My Turn

A call for collective leadership

The myth of the singular saviour-leader has dominated our political imagination for too long.

We are constantly promised that one charismatic figure or a strong personal brand will solve all our problems.

But true, lasting transformation never comes from top-down governance.

It emerges when communities organise, coalitions build shared power and leaders understand their role as facilitators, not rulers.

As we evaluate those seeking votes in the September 16 General Election, we must ask critical questions: Are they single-issue candidates focused only on maize, fertiliser or corruption? What’s their actual record of governing with community input? Have they demonstrated power-sharing before seeking higher office? Have they stood with grassroots movements when it was inconvenient, even costly?

We simply cannot afford leaders who treat essential public services as charitable projects, not fundamental rights.
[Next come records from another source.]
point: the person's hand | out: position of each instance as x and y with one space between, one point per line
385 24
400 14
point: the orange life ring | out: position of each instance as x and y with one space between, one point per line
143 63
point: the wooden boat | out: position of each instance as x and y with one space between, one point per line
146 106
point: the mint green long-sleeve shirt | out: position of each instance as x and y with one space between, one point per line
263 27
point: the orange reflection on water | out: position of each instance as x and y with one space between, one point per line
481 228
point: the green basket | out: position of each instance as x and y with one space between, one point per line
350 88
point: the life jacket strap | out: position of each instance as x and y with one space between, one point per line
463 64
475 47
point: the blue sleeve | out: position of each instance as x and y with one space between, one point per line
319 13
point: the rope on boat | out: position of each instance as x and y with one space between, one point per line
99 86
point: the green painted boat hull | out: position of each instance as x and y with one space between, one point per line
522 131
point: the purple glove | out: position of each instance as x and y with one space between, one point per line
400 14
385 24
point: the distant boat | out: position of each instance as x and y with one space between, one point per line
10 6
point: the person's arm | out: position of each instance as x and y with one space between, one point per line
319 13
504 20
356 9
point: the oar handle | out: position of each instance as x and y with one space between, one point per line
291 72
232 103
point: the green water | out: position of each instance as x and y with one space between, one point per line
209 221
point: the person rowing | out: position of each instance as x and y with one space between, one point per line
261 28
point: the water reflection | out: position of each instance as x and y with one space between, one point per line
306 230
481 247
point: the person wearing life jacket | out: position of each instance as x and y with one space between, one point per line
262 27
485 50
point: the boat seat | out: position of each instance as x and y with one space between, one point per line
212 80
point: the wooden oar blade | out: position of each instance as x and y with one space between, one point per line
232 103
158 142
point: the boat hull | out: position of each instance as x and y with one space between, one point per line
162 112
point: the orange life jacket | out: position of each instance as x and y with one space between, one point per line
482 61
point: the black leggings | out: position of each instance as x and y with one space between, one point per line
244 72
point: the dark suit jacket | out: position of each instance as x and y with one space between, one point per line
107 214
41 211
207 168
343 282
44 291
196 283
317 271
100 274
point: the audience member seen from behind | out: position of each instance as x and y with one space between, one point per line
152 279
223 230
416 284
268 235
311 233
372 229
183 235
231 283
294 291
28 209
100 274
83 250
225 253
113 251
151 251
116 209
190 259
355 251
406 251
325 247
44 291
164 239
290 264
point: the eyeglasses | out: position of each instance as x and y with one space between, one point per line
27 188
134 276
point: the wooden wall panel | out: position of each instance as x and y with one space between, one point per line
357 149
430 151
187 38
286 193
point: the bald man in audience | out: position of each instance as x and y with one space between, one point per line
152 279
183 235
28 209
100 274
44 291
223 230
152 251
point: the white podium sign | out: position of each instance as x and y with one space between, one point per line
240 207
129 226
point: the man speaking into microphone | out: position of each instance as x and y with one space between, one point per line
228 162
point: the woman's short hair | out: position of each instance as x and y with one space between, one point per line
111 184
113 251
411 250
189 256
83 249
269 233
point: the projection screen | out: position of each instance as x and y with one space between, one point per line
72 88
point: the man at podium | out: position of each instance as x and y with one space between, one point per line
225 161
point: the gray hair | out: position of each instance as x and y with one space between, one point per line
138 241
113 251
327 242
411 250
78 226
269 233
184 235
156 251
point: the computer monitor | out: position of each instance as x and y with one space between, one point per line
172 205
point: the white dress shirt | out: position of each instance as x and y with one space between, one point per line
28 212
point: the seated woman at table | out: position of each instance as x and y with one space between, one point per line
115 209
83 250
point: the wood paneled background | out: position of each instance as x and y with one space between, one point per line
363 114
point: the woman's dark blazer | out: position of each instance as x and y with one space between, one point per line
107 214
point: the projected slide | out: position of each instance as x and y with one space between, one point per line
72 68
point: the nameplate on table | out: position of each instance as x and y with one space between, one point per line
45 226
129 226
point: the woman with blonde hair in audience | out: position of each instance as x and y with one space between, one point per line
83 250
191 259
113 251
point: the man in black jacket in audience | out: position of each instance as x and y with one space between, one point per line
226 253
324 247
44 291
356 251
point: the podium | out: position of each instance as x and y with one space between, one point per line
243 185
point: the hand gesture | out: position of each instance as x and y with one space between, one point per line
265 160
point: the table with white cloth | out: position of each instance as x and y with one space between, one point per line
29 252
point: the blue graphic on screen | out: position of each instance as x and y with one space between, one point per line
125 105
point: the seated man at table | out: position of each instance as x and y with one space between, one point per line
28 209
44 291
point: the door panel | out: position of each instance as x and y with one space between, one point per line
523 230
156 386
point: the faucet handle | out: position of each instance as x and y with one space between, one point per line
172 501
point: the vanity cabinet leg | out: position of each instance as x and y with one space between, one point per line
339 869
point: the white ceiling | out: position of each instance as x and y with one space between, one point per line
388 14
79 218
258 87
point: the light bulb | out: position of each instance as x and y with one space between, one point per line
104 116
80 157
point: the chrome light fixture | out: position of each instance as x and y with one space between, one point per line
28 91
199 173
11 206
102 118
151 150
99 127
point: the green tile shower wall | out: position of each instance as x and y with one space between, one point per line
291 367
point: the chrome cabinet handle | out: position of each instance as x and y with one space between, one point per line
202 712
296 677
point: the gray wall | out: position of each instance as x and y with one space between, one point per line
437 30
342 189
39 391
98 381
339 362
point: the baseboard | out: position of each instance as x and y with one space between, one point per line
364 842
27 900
There is an inherent contradiction when leaders who avoid public hospitals, send their children to elite schools and view national resources as discretionary funds claim to understand citizens’ daily struggles. Such leadership remains permanently transactional, never transformative.

While a charismatic profile or corporate background should not automatically disqualify candidates, it should raise serious questions.
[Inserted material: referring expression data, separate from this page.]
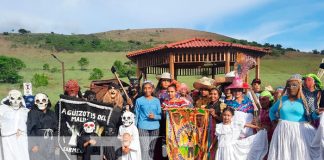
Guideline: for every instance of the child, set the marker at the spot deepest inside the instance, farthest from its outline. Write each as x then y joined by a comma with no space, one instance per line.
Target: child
173,101
231,147
148,113
128,134
266,100
184,94
86,141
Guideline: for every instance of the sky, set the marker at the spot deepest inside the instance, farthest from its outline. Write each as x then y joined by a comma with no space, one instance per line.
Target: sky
297,24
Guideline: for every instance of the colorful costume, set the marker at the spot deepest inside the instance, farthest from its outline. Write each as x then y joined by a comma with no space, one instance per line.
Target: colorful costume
293,135
13,118
231,147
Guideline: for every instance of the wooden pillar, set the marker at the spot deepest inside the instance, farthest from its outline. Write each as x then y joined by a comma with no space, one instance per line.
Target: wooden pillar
171,65
213,71
257,68
138,69
227,62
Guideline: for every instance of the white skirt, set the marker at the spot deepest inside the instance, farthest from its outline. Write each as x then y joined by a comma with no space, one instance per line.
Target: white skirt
254,147
292,141
318,140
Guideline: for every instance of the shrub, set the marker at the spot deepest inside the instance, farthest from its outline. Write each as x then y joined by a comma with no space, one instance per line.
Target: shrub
46,67
96,74
9,68
39,80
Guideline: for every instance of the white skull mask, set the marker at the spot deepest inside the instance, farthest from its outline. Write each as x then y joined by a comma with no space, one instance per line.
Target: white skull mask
41,101
128,118
89,127
15,99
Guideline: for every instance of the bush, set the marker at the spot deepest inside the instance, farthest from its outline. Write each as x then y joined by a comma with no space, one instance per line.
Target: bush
39,80
9,68
124,69
83,63
54,70
96,74
46,67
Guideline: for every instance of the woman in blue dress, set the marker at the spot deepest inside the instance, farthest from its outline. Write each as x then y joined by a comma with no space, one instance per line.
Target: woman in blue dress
293,135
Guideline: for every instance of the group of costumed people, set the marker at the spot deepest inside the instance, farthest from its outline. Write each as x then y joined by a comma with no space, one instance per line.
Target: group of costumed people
244,122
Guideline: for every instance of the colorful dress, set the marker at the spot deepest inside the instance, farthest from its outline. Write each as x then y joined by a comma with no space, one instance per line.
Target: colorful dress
243,114
266,122
231,147
293,135
177,103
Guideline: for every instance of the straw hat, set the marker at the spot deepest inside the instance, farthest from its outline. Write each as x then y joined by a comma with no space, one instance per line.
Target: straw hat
238,83
227,79
164,75
204,82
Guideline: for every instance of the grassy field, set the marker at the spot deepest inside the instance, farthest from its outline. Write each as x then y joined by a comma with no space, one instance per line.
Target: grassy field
274,70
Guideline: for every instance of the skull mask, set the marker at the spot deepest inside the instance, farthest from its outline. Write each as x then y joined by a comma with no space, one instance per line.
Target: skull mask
128,118
89,127
15,99
41,101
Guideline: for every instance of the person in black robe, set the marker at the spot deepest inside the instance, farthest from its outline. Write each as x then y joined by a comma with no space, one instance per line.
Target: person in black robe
42,129
87,141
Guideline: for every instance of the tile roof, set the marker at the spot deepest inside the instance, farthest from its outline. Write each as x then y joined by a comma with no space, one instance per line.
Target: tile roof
196,43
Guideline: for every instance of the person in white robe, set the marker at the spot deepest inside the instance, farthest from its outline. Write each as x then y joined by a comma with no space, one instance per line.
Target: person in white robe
13,118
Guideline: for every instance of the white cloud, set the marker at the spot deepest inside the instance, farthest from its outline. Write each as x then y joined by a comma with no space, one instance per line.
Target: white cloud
86,16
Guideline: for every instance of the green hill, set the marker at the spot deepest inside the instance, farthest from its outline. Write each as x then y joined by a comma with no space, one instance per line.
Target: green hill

We need leaders with proven ability to unite, not just manage.

Show me someone who has authentically brought together traditional leaders, scientists, educators, healthcare workers, farmers, business owners, women and the youth not for photo opportunities, but for sustained collective action.

Show me leaders who do not merely tolerate dissent, but recognize it as democracy’s oxygen.

From local councils to national Parliament, we must insist on leaders who practiced power-sharing before—not as a political tactic, but as a lifelong principle.

We need  leaders who treat transparency as fundamental practice rather than PR strategy—leaders who see themselves as accountable organisers, not messianic figures.

After 61 years of independence, the legacy we carry forward matters.

I speak these truths as a patriot shaped by generations of resistance. My great-aunts—freedom fighters Vera Chirwa and Rose Chibambo—remind us that real leadership has never been about individual heroes.

Their battles, both here and in exile, demonstrate that progress comes through collective struggle.

As a traditional leader, I carry both this legacy and the privileges denied to most Malawians.

This positions me to ask: How do we use such privilege to serve rather than separate ourselves?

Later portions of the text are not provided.